FEARS of a second European Sovereign debt crisis grew yesterday as economic data showed Ireland’s second quarter GDP fell while uncertainty over how the country will support its banking sector triggered a sell-off in its bond markets that sent gilt yields to a record high.
The sell-off came after the Irish government signalled that holders of Anglo-Irish bank’s €2.4bn worth of subordinate debt may have to accept a “haircut”, as it confirmed it would extend its bank guarantee scheme for three months.
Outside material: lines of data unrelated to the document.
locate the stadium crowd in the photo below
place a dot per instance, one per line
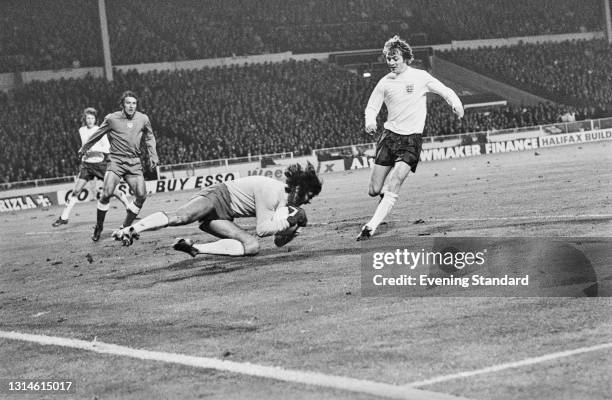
(574, 72)
(39, 34)
(215, 113)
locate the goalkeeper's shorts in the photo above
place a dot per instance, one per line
(392, 147)
(219, 196)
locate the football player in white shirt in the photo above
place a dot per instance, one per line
(93, 165)
(398, 149)
(216, 206)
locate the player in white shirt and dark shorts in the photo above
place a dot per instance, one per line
(398, 150)
(216, 207)
(93, 165)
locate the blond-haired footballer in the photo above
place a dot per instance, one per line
(403, 90)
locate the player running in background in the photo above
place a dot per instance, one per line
(398, 149)
(93, 165)
(216, 207)
(125, 129)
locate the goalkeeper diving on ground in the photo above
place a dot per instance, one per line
(216, 207)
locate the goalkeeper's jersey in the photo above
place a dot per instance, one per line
(259, 196)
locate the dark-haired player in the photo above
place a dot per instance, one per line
(216, 207)
(125, 129)
(93, 165)
(403, 91)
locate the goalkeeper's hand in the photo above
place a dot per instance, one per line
(297, 216)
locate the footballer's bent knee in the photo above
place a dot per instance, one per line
(178, 217)
(374, 191)
(251, 246)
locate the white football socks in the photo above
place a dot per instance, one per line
(151, 222)
(384, 207)
(72, 200)
(224, 247)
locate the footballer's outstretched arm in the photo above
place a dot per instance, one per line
(151, 144)
(373, 108)
(437, 87)
(93, 139)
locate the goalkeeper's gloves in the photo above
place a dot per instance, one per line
(297, 216)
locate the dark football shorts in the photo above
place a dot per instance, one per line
(88, 171)
(218, 194)
(392, 147)
(125, 166)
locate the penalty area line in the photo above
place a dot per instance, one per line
(277, 373)
(509, 365)
(603, 217)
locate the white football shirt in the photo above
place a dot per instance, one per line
(404, 95)
(97, 151)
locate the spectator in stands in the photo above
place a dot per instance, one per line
(232, 112)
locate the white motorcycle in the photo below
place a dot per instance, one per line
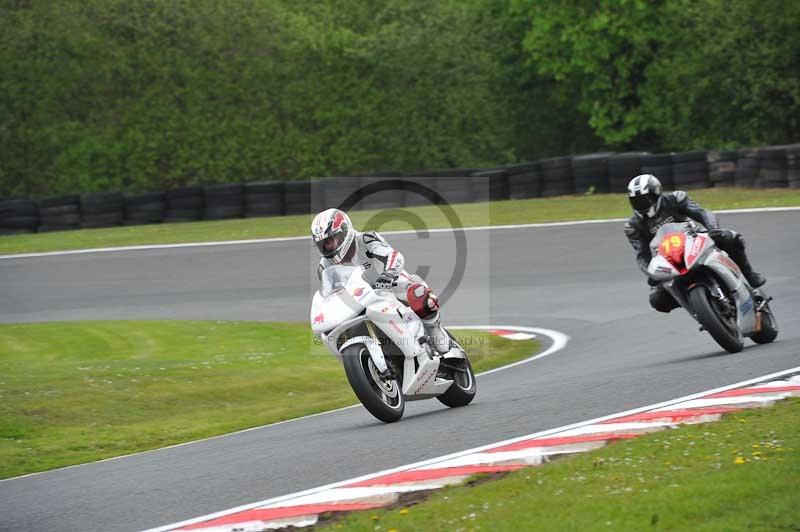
(710, 286)
(382, 345)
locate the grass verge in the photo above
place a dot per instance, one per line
(82, 391)
(536, 210)
(741, 473)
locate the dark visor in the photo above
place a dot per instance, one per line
(329, 246)
(642, 203)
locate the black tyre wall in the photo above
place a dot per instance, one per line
(591, 173)
(223, 201)
(622, 168)
(690, 170)
(102, 209)
(722, 167)
(184, 204)
(146, 208)
(793, 166)
(557, 179)
(659, 165)
(18, 216)
(302, 197)
(263, 199)
(772, 167)
(524, 180)
(746, 168)
(385, 199)
(454, 189)
(59, 213)
(497, 181)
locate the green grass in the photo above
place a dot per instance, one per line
(474, 214)
(742, 473)
(81, 391)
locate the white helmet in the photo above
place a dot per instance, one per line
(644, 193)
(333, 234)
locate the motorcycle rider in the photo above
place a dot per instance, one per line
(339, 243)
(652, 209)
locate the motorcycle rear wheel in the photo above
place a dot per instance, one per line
(462, 391)
(383, 399)
(769, 327)
(708, 316)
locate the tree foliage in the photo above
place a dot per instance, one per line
(673, 74)
(150, 94)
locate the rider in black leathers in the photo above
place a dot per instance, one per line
(652, 209)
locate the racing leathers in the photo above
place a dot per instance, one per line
(384, 264)
(678, 207)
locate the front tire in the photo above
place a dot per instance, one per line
(382, 398)
(725, 334)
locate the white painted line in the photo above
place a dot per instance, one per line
(429, 462)
(254, 241)
(559, 340)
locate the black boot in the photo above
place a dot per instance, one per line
(753, 277)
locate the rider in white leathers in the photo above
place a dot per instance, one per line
(339, 243)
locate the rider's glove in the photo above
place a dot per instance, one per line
(386, 279)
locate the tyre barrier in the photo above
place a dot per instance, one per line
(184, 204)
(302, 197)
(102, 209)
(146, 208)
(454, 189)
(722, 168)
(793, 166)
(18, 216)
(263, 199)
(769, 166)
(445, 182)
(60, 213)
(497, 181)
(557, 179)
(591, 173)
(690, 170)
(622, 167)
(385, 199)
(223, 202)
(746, 168)
(525, 181)
(659, 165)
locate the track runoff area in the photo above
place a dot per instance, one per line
(541, 444)
(384, 488)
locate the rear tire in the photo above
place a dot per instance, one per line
(709, 318)
(462, 391)
(383, 399)
(769, 327)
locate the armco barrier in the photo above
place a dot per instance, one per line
(770, 166)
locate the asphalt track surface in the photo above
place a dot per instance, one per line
(580, 280)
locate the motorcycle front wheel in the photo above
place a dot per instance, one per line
(721, 328)
(381, 397)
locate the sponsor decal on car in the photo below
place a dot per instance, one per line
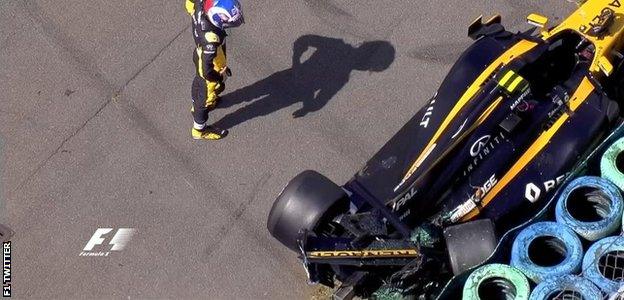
(481, 149)
(533, 192)
(424, 122)
(473, 201)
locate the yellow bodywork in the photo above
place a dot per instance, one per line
(588, 15)
(585, 18)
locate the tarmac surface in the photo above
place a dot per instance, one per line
(95, 119)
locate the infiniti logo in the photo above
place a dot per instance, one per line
(478, 145)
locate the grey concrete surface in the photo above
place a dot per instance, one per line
(95, 118)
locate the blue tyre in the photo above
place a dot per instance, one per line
(591, 206)
(612, 164)
(547, 249)
(566, 287)
(603, 263)
(496, 281)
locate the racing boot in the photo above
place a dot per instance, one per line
(208, 133)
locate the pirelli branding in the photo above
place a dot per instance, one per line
(388, 253)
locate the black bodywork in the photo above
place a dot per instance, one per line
(385, 211)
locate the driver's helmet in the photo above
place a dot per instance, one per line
(224, 13)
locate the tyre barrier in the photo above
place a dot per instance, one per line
(591, 206)
(496, 281)
(603, 263)
(566, 287)
(547, 249)
(612, 163)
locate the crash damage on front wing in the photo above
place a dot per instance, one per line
(513, 116)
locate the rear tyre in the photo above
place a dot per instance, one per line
(306, 202)
(469, 244)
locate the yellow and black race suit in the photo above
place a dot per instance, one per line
(210, 62)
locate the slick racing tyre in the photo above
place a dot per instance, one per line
(591, 206)
(469, 244)
(566, 287)
(496, 281)
(547, 249)
(305, 203)
(603, 263)
(612, 163)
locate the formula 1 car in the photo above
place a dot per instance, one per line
(513, 116)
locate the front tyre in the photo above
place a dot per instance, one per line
(308, 201)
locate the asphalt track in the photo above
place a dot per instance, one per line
(95, 118)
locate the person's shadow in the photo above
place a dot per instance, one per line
(313, 81)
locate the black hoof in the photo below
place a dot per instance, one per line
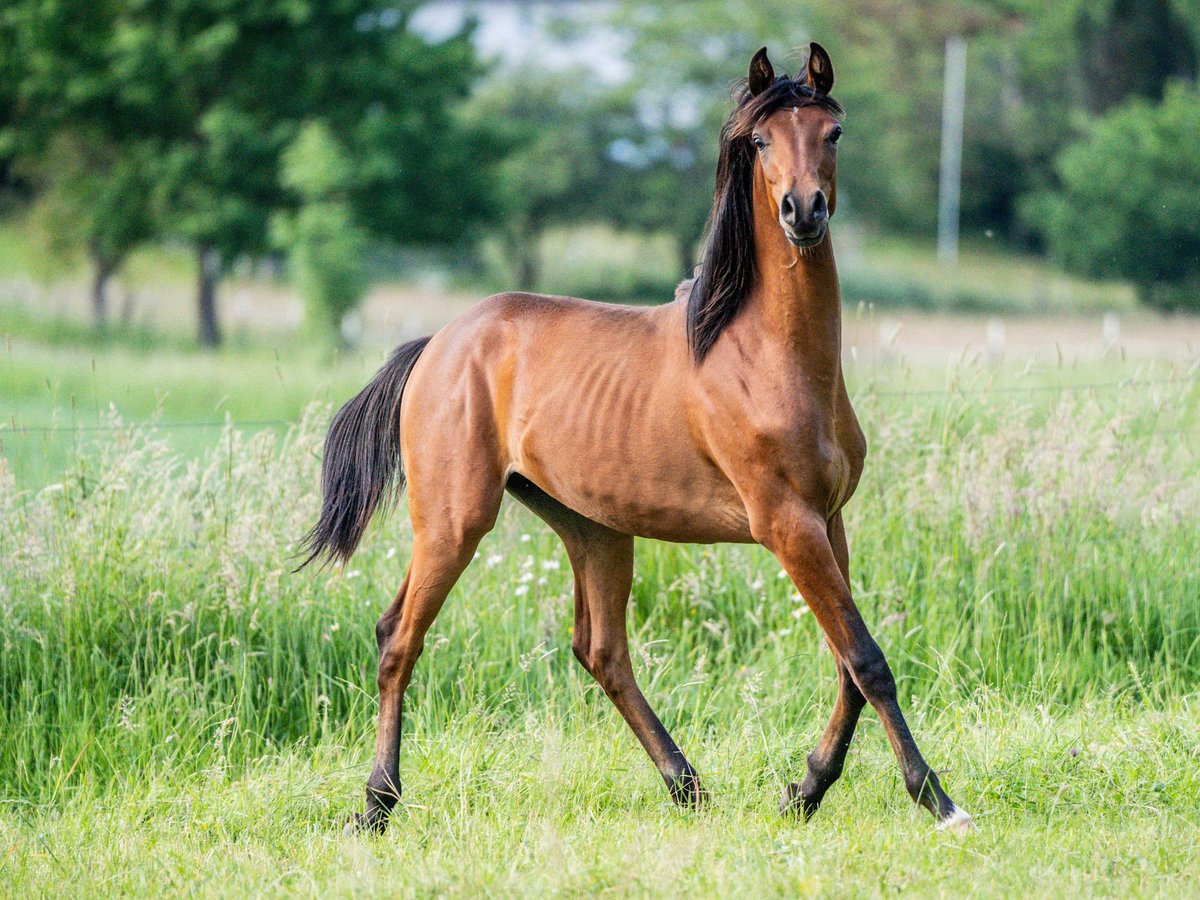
(687, 791)
(373, 822)
(792, 803)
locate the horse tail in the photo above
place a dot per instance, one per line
(363, 469)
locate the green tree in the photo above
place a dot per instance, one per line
(1128, 204)
(555, 131)
(219, 90)
(327, 247)
(94, 197)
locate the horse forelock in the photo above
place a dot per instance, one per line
(726, 273)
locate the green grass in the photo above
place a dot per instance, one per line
(181, 714)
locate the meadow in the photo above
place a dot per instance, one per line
(184, 714)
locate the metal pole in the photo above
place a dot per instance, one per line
(951, 181)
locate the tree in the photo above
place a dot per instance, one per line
(1127, 205)
(555, 132)
(327, 246)
(94, 197)
(219, 90)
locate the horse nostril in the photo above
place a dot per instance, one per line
(787, 209)
(820, 205)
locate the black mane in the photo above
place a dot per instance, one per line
(727, 269)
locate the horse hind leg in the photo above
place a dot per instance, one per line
(441, 553)
(603, 562)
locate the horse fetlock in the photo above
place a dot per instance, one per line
(801, 801)
(685, 789)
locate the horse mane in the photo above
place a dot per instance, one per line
(727, 268)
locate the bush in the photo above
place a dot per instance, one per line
(327, 247)
(1128, 204)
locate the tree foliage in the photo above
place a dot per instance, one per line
(1128, 205)
(215, 91)
(327, 247)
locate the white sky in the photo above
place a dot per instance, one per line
(514, 31)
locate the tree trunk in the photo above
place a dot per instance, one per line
(102, 273)
(525, 245)
(684, 256)
(209, 263)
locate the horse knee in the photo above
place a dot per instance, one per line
(873, 673)
(397, 659)
(580, 648)
(609, 667)
(384, 629)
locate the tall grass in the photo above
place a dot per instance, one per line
(150, 621)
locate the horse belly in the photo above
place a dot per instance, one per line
(617, 448)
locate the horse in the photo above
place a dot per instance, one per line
(721, 417)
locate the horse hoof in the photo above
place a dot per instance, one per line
(958, 823)
(793, 804)
(687, 791)
(365, 823)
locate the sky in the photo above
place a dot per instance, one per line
(515, 31)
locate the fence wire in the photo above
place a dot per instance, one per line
(13, 429)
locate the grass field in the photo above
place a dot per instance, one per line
(181, 714)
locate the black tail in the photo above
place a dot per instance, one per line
(363, 468)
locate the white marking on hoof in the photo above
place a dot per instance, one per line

The spread on five-year Irish sovereign credit default swaps (CDS) widened to as much as 490 basis points (bps) yesterday, meaning the cost of insuring $10m of debt over five years jumped to $490,000.
Meanwhile, the spread on five year Portuguese CDS widened to 419 bps from 391 bps and Italy widened to 204 bps from 195 bps. The Spain five-year CDS spread was at 242 bps versus 234 bps on Wednesday, while Greece widened to 828 bps from 813 bps.
Spanish telecommunications giant Telefonica also cancelled a bond sale on concerns about the creditworthiness of the Eurozone’s most indebted nations.
Official figures showed Ireland’s GDP fell 1.2 per cent in the second quarter as imports grew unexpectedly.
More broadly, economic data showed the manufacturing and services sectors in the Eurozone slowed more than expected in September.
The Eurozone Purchasing Managers Index (PMI), compiled from surveys of around 2,000 businesses ranging from banks to restaurants, showed sentiment fell to 53.8 in September from 55.9 in August, its lowest reading since February.
The index also indicated Ireland, Spain and Italy were in danger of falling back into recession.